President Bush’s parting legacy

  • Raven Gale

    Presidential hopeful US Senator Barak Obama quickly have the India-Pakistan Kashmir resolved “to reduce the nuclear danger in South Asia”, according to an Online report, and said to the journal Arms Control Today he would “prioritize diplomatic efforts have them move “beyond their moratorium on nuclear testing towards ratification of the treaty (CTBT)”.

    Republican rival Senator John McCain would without the shadow of a doubt endorse this stance, while the rest of the world with bated breath to see whether or not the US can, at least, accomplish this critical mission, as the US-India nuclear energy deal opens the door for nuclear proliferation with Pakistan in particular compelled to seek nuclear energy (and nuclear parity) from other sources.

    Aggravating the situation is India threatening to turn off the taps by damming the Chenab River, an important tributary of the River Indus’ Pakistan’s main water artery, to precipitate a major crisis. This has compelled Pakistan to turn to the World Bank, the guarantor of the Indus Water Treaty to mediate.

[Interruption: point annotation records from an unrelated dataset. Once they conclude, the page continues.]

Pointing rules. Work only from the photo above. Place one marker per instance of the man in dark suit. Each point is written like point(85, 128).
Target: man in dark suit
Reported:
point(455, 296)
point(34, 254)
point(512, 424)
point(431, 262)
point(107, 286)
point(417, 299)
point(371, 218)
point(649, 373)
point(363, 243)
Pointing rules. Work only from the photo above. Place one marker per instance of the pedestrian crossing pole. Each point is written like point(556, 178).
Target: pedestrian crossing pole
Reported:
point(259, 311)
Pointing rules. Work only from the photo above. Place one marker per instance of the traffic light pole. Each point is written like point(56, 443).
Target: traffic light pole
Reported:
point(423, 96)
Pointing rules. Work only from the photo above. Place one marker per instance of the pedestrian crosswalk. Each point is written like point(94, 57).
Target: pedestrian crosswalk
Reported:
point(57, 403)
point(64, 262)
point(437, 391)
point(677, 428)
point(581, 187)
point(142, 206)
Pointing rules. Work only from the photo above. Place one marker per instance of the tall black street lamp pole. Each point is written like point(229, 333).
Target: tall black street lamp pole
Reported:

    “We have approached the World Bank for arbitration and informed them that “India has committed gross violations by reducing the Chenab water flow, a senior government official is reported to have said and Pakistan’s demand is that this be redressed to make up for the losses suffered by releasing water in the Ravi, Sutlej and Chenab rivers.

    Primarily an agrarian economy, Pakistan has never felt so threatened.

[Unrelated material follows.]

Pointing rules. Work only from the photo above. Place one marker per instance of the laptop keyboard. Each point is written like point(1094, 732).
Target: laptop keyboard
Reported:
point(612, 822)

    Still, the meeting between Indian Prime Minister Manmohan Sing and Pakistan’s President Asif Zardari on the sidelines of the UN summit and their joint press statement of an “expansion of people to people contacts, trade, commerce and economic cooperation”, held promise. And, if Singh did indeed signal to Zardari that India would “honour” the water treaty, glad tidings appear to be on the horizon.

    But given the restiveness in India with the Hindu fundamentalist BJP, India’s main opposition party, up in arms on the Kashmir uprising and India’s Hindu populace’s murderous drive against Indian Christians, the chances of this materializing to the point of “caring in sharing” is likely to be short lived .

    This notwithstanding a fifth round of the Composite Dialogue between the two countries has been scheduled three months down the line. But that may emerge as so much more rhetoric, in the light of earlier such meetings where little progress was seen to have been made.

    For its part, Pakistan stands by its pledge it would not “allow the use of its territory” by forces determined to derail the peace process and the two leaders have agreed to convene a “special meeting of a joint anti-terror mechanism next month” specially to address such concerns as the bombing of the Indian embassy in Afghanistan which was reported to have killed 41 people.

    Escaping international media attention, however, is the presence of Indian “trade consulates” in Afghanistan close to Pakistan’s border with the former country, even as bombings in Balochistan and such as the one suffered by the Islamabad Marriot Hotel which killed close to 60, as well as the as yet unclaimed blast of that derailed a train in Pakistan’s south, continue with relentless regularity.

    These and other acts of sabotage prevent Pakistan from battling Al Qaeda in its north and, while President Bush may view the induction of India into the American camp through the nuclear energy agreement his parting legacy, it would not be worth the paper it is written on if not tied to the condition of a resolution of the Kashmir dispute.